Monsieur Keir Starmer n’est pas le genre de personne qui devrait diriger le pays, a déclaré un électeur du mur rouge. Lee Anderson a remporté le siège d’Ashfield dans le Nottinghamshire lors de l’élection générale de 2019, prenant le siège de Travail avec une majorité de 5 733 voix sur un taux de participation de 62,6 %.

La prochaine élection n’est prévue qu’en janvier 2025, mais certains électeurs de l’ancienne circonscription du mur rouge ont déjà décidé pour quel parti ils voteront, les valeurs de Sir Keir étant mises en évidence par l’un d’entre eux comme une raison de ne pas choisir le parti travailliste.

Lorsqu’on lui a demandé comment elle voterait, la femme anonyme d’Ashfield a déclaré à GB News: « Certainement conservatrice. J’ai toujours été conservatrice. Rien ne m’a vraiment influencé.

« Je sais qu’il y a eu beaucoup de problèmes, mais je pense qu’ils sont en train de se régler.

« Keir Starmer n’est pas le genre de personne qui devrait diriger le pays. Je ne crois pas en ses valeurs. »

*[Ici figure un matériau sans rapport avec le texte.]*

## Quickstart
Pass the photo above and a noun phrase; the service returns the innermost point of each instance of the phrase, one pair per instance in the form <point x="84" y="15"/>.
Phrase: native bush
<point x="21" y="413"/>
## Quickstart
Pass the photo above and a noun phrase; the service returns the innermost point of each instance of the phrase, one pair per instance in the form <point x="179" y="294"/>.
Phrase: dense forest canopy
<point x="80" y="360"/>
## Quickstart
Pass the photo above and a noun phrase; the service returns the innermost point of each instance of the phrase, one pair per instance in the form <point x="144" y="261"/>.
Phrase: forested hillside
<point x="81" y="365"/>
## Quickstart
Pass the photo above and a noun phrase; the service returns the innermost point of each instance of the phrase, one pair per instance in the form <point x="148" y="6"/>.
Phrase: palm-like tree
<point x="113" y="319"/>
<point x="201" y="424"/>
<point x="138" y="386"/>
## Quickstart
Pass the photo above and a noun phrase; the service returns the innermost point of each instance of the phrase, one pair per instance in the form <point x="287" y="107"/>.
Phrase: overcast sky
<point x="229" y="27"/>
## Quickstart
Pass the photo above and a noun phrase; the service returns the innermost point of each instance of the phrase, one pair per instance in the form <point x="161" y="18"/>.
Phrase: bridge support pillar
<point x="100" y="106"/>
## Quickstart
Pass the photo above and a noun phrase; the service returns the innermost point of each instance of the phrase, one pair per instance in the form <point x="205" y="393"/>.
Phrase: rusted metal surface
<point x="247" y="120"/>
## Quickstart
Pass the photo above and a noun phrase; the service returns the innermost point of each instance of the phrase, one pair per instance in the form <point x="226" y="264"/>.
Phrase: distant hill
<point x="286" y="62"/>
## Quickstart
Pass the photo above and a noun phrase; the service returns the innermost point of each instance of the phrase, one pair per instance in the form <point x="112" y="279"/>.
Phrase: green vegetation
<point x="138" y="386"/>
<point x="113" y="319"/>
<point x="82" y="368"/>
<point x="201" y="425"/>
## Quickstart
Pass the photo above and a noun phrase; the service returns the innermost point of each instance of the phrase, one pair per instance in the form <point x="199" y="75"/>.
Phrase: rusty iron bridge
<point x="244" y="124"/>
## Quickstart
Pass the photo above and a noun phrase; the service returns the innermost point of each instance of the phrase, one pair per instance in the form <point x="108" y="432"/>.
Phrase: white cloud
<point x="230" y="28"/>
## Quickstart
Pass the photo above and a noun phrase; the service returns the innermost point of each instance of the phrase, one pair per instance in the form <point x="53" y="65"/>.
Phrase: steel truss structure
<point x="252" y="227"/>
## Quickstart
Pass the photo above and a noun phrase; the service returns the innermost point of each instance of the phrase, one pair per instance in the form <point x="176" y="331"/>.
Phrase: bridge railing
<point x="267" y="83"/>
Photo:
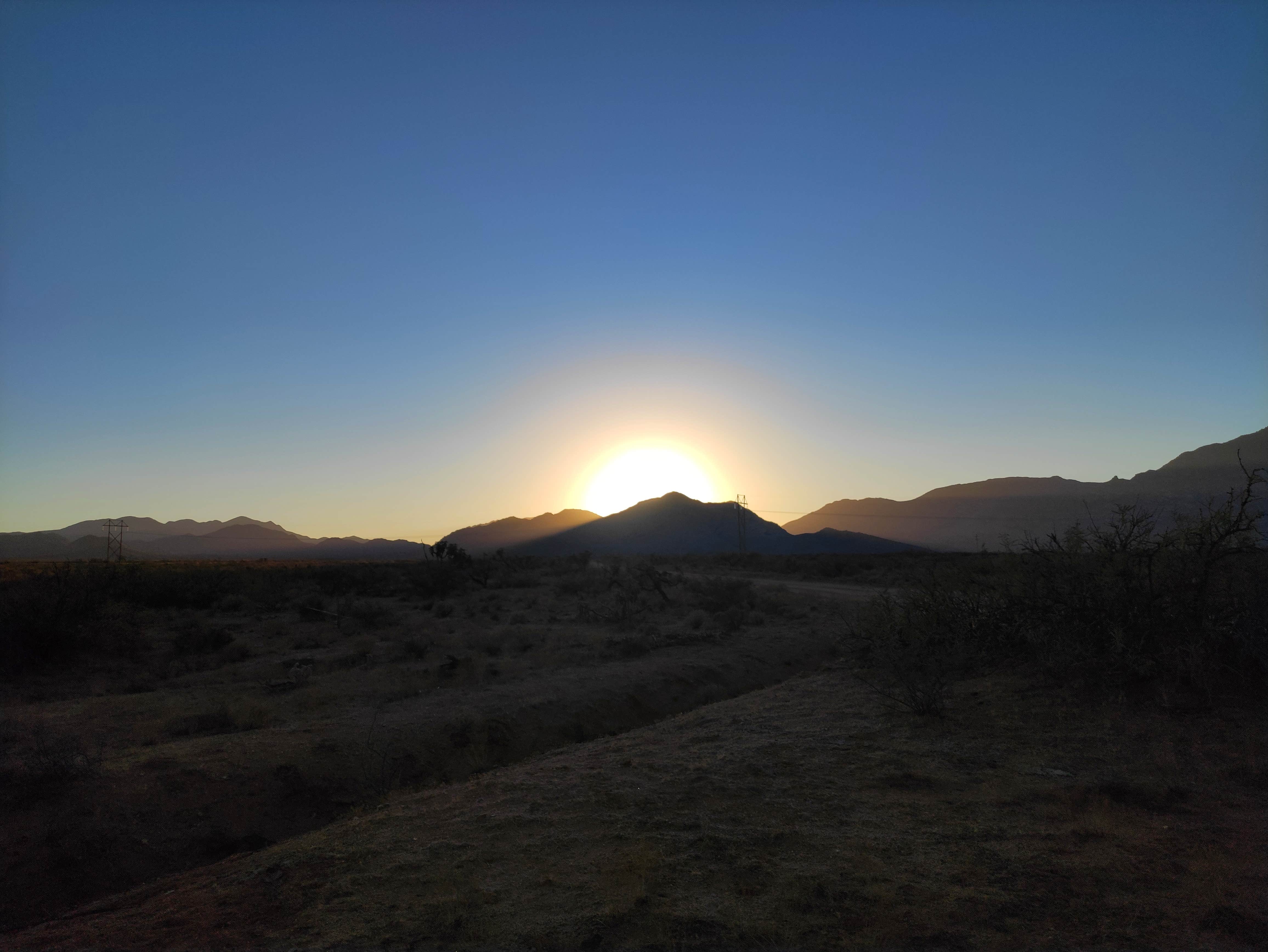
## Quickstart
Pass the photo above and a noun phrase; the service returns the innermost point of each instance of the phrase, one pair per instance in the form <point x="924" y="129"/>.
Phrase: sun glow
<point x="643" y="475"/>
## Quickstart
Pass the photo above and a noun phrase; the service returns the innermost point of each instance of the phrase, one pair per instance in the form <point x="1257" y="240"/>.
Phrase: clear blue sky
<point x="390" y="269"/>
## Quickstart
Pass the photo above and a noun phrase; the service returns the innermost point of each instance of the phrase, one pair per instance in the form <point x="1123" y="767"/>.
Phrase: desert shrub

Les derniers chiffres d’intention de vote de YouGov montrent que le parti travailliste est à 44 %, gagnant un point de pourcentage, contre le conservateurs sur 25 % – ne signalant aucun changement par rapport à son dernier sondage des 25 et 26 mai.

Quand il s’agit de savoir qui, selon les Britanniques, fera le meilleur Premier ministre, la marge se rétrécit, Sir Keir étant préféré par 30% des électeurs et Rishi Sunak favorisée par 26 %, soit une hausse d’un point de pourcentage depuis la dernière enquête des 17 et 18 mai. Quarante et un pour cent n’arrivent pas à se décider entre les deux.

Pendant ce temps, un sondage de régression à plusieurs niveaux et post-stratification (MRP) de 10 140 personnes par Focaldata a enregistré le soutien national du Labour à 35%, les conservateurs étant à la traîne avec 23%.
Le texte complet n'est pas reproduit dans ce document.